The city's debt, added traffic on over-burdened streets, and additional taxes proved the main contention points that kept Chicagoans from supporting the bid. The knowledge that recent host's were still paying off Olympic-sized debt factored into the minds of discerning voters.

Skepticism rose to national levels last week when President Barack Obama and wife Michelle agreed to attend the final stage of the Olympic pitch in Oslow, adding their political weight to a field filled with political and royal notables: a king and queen (Madrid), a prime minister (Tokyo), and another president (Rio).

Competition between Rio and Chicago proved especially fierce, and accusations of unfair play were voiced by both sides. One of the larger controversies involved a Web site, Chicagoans for Rio 2016. The Chicago Olympic Bid team accused Rio of setting up the site (which makes sense), but it turned out it was an inside job.

Meanwhile, a Chicagoan named Kevin Lynch confessed he's the man behind the cheeky ChicagoansForRio.com, the Web site that's been anonymously trashing Chicago's prospects in the past couple of weeks.

Okay, so he was from Chicago. No biggie. The real impact of the story is that Kevin Lynch is one of the top creative execs at Energy BBDO's Proximity Unit. Energy BBDO and owner Omnicom were both in support of Chicago's bid for the games, providing creative services as part of their endorsement. Plus, there's the fact that Energy BBDO's largest client, Wrigley, supported the city's bid.
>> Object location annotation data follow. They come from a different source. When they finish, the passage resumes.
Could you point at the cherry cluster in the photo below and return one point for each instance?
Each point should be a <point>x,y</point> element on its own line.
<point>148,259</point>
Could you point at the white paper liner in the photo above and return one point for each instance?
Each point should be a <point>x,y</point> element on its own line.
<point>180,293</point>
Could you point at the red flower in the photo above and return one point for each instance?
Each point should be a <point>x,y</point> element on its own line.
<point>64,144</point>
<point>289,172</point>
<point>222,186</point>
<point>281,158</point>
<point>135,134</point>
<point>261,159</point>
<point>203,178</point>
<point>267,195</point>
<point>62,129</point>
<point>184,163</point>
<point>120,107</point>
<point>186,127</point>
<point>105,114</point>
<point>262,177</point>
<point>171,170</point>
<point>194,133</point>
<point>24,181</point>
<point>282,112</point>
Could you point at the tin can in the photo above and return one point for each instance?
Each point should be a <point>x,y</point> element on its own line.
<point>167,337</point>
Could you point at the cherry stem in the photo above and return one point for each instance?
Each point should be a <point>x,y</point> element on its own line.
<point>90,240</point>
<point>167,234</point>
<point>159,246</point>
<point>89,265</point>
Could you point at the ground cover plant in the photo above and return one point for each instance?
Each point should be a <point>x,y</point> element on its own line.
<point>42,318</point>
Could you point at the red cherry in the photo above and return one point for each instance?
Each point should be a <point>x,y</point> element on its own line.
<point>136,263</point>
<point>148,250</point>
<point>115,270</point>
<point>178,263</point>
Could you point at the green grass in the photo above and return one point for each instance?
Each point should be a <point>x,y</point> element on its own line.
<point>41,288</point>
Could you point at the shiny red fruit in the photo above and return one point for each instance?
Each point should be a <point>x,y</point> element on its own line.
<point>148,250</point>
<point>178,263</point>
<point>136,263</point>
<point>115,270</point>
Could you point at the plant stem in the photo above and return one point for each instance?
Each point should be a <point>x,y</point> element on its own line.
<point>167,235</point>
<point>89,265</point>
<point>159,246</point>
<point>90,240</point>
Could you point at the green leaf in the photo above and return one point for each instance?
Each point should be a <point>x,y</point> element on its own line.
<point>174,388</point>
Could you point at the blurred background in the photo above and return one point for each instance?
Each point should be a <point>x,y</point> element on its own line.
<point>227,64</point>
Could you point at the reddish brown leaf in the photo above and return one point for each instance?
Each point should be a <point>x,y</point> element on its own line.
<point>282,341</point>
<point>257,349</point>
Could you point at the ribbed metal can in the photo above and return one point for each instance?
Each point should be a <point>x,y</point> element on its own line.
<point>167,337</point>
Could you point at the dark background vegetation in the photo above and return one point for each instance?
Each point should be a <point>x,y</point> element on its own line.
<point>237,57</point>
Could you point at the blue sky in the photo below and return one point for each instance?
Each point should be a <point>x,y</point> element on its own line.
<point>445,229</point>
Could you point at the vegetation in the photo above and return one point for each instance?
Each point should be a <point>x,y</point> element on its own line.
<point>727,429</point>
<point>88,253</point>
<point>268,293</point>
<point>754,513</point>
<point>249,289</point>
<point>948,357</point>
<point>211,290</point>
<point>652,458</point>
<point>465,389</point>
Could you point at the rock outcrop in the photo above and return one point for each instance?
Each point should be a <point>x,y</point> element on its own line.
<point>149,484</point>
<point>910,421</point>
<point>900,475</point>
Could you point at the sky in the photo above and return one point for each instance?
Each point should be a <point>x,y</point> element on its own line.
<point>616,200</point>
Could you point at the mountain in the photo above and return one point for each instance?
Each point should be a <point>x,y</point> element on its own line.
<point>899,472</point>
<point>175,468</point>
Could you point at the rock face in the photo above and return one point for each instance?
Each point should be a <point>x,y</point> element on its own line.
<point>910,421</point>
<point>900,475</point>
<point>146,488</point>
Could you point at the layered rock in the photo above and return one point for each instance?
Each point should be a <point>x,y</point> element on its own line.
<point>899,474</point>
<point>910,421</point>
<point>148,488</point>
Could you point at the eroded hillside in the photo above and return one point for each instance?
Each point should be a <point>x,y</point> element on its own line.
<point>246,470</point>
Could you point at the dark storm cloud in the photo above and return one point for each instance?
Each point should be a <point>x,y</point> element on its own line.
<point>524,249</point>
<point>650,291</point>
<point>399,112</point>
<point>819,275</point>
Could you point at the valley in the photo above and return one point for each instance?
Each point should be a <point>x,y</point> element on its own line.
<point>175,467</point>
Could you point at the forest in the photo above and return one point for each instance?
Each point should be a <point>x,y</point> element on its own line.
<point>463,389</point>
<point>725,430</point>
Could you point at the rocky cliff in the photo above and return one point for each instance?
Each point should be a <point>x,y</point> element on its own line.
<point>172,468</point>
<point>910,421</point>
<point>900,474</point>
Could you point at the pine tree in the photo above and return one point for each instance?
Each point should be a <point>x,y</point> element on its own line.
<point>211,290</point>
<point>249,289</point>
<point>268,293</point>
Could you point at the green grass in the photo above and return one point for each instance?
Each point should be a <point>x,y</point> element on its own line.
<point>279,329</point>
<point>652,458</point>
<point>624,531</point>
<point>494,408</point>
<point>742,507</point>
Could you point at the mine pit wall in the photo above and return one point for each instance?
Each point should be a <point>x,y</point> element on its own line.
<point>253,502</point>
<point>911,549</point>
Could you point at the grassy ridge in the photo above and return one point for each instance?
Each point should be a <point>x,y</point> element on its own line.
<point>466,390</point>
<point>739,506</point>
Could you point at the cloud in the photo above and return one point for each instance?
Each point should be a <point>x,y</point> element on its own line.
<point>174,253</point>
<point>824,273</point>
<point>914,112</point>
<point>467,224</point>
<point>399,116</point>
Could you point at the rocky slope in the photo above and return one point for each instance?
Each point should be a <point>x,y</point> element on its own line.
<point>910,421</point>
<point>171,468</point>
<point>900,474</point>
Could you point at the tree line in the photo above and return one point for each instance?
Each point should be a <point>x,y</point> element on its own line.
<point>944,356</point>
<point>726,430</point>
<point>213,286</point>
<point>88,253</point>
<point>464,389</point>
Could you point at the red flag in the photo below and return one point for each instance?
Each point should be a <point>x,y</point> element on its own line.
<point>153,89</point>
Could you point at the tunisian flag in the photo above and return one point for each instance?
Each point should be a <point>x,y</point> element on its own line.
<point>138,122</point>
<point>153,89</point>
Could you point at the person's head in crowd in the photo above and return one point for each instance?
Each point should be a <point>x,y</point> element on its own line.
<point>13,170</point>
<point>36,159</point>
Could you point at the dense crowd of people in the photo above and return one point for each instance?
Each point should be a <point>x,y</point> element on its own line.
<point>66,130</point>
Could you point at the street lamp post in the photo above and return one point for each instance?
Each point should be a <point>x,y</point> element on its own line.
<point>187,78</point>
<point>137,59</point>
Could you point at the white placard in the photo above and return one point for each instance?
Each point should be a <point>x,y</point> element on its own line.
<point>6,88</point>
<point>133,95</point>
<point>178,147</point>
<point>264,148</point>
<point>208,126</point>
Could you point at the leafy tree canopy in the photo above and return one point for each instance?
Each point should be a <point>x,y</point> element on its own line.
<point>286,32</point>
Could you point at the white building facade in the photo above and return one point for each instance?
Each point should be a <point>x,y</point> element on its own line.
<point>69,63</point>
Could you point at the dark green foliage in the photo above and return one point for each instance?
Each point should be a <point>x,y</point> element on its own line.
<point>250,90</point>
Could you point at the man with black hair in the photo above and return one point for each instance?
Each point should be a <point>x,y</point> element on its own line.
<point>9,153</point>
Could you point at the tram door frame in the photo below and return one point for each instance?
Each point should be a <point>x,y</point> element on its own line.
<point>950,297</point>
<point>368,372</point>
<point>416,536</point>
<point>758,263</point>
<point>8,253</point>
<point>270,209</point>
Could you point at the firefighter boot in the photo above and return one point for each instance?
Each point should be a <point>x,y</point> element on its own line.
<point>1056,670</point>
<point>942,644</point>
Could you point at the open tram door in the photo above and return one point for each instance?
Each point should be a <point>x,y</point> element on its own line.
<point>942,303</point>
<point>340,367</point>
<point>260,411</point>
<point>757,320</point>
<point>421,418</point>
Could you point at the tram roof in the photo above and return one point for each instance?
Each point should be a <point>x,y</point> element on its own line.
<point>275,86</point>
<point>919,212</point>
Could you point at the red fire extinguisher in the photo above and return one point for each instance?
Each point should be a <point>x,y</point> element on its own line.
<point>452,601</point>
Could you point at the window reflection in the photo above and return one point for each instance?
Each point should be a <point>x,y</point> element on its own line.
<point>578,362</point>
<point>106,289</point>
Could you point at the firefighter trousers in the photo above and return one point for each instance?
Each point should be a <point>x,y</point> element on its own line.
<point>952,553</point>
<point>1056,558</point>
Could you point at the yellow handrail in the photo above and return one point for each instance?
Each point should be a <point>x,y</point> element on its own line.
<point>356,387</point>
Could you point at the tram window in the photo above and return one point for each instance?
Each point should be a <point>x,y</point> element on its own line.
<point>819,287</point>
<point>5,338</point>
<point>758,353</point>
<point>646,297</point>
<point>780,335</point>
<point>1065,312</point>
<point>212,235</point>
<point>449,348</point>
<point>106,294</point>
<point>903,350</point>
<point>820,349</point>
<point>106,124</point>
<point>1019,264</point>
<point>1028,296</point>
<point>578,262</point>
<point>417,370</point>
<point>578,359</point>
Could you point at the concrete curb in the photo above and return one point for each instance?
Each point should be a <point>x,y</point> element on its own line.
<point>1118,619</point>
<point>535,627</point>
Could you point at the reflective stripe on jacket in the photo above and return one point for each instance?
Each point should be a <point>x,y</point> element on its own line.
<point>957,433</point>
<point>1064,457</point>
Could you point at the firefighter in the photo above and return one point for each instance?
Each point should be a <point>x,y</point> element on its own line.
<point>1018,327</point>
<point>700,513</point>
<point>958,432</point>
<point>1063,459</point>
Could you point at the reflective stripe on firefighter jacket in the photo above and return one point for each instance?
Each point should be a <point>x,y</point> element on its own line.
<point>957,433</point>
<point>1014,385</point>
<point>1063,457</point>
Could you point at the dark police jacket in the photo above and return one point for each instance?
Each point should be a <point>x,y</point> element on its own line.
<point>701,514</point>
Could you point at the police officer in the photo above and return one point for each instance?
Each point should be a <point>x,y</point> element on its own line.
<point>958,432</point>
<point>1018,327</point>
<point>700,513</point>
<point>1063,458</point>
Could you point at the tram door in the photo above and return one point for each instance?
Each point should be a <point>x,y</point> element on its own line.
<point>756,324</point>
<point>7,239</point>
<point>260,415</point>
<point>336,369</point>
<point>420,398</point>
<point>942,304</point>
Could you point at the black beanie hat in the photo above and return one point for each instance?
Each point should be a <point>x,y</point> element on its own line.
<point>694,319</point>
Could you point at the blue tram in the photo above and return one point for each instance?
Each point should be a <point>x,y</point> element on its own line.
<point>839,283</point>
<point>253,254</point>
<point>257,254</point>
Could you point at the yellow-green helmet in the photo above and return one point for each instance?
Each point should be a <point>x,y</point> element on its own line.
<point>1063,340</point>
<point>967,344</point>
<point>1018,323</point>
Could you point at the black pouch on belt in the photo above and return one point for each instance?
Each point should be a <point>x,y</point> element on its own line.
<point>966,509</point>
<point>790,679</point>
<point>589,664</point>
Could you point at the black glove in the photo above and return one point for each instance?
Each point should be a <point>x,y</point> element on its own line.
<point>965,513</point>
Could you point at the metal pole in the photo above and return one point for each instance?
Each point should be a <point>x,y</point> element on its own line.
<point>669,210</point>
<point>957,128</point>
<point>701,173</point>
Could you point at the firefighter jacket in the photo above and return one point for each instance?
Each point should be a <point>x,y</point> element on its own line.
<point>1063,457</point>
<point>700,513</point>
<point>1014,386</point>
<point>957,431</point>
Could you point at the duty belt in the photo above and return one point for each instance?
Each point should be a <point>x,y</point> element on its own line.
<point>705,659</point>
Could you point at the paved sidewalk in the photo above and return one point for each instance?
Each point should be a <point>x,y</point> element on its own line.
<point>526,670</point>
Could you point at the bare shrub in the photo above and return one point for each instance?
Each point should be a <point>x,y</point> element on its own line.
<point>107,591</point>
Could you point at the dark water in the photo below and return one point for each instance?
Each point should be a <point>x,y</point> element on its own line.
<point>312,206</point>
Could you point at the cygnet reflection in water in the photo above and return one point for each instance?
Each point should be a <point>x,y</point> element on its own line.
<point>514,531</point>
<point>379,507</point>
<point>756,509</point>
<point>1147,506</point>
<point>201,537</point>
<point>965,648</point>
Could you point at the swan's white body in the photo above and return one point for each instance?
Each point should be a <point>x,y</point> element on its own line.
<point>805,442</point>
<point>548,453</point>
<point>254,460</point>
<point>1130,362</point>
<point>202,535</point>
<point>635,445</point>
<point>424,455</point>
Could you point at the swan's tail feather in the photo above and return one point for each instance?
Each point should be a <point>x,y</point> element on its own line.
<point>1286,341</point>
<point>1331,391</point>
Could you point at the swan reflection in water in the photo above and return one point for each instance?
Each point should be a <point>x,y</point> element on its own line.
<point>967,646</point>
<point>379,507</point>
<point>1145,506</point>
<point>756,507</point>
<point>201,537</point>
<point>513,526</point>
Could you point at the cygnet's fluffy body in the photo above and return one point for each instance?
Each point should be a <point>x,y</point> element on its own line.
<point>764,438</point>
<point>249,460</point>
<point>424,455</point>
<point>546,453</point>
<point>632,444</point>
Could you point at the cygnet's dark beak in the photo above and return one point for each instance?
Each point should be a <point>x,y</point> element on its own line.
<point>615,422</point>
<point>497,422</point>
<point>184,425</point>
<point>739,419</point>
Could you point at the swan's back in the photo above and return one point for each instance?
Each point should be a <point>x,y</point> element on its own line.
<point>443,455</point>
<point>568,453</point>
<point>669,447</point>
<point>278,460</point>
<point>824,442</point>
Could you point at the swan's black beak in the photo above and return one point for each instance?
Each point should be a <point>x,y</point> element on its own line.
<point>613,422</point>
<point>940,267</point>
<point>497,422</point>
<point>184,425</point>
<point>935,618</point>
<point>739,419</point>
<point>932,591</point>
This led to a lot of drama, as Energy BBDO released a statement to Ad Age last week:

"I want to be clear: The agency is and has been fully behind the Chicago 2016 bid," said Energy BBDO CEO Tonise Paul. "Our clients are aware of our position and understand the situation. The individual acted on his own accord without the agency's knowledge."

Lynch, the "instigator" of the controversy, said he stopped supporting the Olympic bid for Chicago when Mayor Daley's statements that Chicagoans wouldn't be taxed for the games were reversed. (Chicago already carries the heaviest sales tax in the Nation at 10.25%.)

Now that the host city's been decided, it will take at least a week to discover what becomes of Mr. Lynch.